Chair of the 6th Parliament of Puntland
- Ranking Member of the Family Committee
- In office 4 January 2024 – 15 July 2025

Vice President of the North Eastern State of Somalia
- Incumbent
- Assumed office 30 August 2025
- President: Abdikhadir Ahmed Aw-Ali

Personal details
- Born: Burao, Togdheer

= Abdirashid Yusuf Jibril =

Vice President of Northeastern State and former speaker of Puntland parliament

Abdirashid Yusuf Jibril (Cabdirashid Yuusuf Jibriil, Abdiraşid Yusuf Cibril, عبد الرشيد يوسف جبريل) is a Somali politician, who served as the 9th Speaker of the Puntland House of Representatives from 2019 to 2024, and is currently the Vice President of the North Eastern State of Somalia.
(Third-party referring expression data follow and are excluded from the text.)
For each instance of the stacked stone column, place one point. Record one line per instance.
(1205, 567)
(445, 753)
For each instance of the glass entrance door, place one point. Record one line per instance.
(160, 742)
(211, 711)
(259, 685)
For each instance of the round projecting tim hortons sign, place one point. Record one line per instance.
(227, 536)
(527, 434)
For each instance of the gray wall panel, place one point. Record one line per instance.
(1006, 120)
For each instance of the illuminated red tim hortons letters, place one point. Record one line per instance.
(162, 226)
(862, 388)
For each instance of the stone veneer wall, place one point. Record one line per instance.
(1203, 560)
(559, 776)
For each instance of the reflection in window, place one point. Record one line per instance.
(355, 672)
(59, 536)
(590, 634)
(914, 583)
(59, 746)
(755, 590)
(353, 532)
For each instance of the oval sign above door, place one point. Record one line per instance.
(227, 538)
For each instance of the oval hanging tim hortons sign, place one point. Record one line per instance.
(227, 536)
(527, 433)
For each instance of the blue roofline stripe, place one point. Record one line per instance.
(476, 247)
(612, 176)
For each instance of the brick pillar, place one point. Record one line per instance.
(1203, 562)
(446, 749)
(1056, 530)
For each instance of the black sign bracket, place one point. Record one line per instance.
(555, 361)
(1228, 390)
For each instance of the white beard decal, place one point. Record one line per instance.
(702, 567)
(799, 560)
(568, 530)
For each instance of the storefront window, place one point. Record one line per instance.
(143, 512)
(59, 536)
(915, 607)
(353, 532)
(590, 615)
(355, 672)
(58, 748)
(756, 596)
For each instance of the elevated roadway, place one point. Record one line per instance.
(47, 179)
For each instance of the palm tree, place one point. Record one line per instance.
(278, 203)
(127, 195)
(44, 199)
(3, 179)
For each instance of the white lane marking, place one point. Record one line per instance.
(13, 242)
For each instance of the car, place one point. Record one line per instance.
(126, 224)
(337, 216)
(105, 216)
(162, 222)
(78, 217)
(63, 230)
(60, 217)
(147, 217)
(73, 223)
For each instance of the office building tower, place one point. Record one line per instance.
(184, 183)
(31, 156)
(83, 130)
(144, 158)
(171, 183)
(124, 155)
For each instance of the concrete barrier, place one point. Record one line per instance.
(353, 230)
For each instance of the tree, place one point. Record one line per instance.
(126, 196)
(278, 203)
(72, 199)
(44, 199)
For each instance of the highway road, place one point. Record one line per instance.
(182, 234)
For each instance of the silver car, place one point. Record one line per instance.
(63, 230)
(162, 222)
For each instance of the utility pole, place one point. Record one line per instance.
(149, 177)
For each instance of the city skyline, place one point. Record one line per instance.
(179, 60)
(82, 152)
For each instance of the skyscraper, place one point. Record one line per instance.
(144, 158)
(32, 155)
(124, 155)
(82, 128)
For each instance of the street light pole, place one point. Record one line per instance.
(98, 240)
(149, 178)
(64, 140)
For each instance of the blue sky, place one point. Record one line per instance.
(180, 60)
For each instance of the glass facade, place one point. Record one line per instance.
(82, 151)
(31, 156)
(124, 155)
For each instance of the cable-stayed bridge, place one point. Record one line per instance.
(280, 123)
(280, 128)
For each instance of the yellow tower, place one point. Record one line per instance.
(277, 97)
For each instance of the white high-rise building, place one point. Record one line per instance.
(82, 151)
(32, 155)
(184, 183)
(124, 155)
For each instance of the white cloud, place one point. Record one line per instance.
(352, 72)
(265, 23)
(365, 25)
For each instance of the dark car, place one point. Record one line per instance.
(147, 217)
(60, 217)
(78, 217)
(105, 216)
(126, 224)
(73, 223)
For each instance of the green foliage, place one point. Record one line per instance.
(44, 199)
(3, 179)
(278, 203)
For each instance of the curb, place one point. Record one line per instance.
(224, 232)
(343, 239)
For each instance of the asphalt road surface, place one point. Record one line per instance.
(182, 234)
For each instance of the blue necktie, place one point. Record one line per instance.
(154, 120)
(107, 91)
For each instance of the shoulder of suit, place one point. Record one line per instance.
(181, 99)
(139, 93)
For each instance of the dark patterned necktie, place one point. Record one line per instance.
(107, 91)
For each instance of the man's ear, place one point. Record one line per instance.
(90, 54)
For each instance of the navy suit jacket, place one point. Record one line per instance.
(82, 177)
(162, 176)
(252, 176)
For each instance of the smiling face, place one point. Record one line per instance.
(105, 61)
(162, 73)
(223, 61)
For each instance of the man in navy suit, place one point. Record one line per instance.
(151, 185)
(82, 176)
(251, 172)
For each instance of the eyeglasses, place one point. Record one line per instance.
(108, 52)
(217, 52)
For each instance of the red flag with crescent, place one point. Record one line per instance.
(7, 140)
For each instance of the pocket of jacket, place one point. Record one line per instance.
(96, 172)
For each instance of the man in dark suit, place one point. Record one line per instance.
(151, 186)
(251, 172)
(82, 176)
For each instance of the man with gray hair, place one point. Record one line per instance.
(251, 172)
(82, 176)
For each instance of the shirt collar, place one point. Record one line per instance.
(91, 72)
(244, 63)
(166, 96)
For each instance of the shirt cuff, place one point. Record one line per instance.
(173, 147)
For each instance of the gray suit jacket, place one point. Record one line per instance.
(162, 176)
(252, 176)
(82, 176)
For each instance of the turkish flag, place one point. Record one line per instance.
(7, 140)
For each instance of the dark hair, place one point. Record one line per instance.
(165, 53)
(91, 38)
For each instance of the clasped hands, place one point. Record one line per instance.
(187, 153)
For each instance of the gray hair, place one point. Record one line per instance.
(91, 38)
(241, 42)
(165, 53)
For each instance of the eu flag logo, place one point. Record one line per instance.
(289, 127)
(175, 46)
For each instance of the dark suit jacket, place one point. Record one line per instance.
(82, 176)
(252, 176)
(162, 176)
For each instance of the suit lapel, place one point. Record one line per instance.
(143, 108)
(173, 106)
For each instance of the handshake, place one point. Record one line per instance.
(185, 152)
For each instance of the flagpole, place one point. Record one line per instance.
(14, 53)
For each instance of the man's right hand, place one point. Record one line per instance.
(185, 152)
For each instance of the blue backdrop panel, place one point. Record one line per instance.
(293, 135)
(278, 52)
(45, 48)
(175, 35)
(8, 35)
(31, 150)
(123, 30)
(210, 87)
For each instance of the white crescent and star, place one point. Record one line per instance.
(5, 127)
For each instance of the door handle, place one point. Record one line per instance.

== Early life and personal background ==
Abdirashid hails from the Warsangali sub-clan of Harti, a branch of the Darod.
In 1991, Abdirashid fled the Somali Civil War from his birthplace of Burao, the capital of Togdheer.
By the early 2010s, Abdirashid was publicly known in Somali media as an abwaan (poet).

=== Family ===
On 26 August 2016, Abdirashid married Faiza Abdirisak Nur ("Cirfe") in Galkayo at the Al-Jaziira Hotel, an event covered by Somali outlets and noted with public congratulations.

== Puntland political career ==
On 8 January 2014, following the election of President Abdiweli Mohamed Ali (Gaas), Abdirashid joined the Puntland administration and by May 2014 was serving as the Presidency’s Director of Communications (Information, Awareness, Culture & Heritage).
From July 2016 to November 2017, as director he undertook official visits and security consultations in Sanaag and Haylan—including Badhan and areas near Ceerigaabo—and helped launch internal security infrastructure by laying foundations for police posts at Hadaaftimo and Yubbe.
On 14 November 2019, Abdirashid was elected Speaker of the Puntland House of Representatives, winning in the second round of voting.
On 18–19 December 2023, following a leadership agreement in Garowe, Abdirashid transferred procedural registers and records to the Vetting and Conflict Resolution Committee to facilitate the forthcoming selection process for legislators.
On 4 January 2024, the newly seated assembly elected Abdirizak Ahmed Said as Speaker; Abdirashid’s term as the 9th Speaker concluded with this vote.

== Affiliations with SSC-Khatumo / Northeastern State ==
In early July 2025, Somali outlets reported that Abdirashid traveled to El Buh with armed men as part of a plan to mobilize delegates from Sanaag to attend an SSC-Khatumo conference in Las Anod.
On 13 July 2025, the Puntland Attorney General ordered Abdirashid’s arrest; on 15 July 2025 the House voted to expel him from his seat (38 in favor, 1 against, 4 abstentions).
On 30 August 2025, Abdirashid was sworn in as Vice President of the North Eastern State of Somalia alongside President Abdikhadir Ahmed Aw-Ali.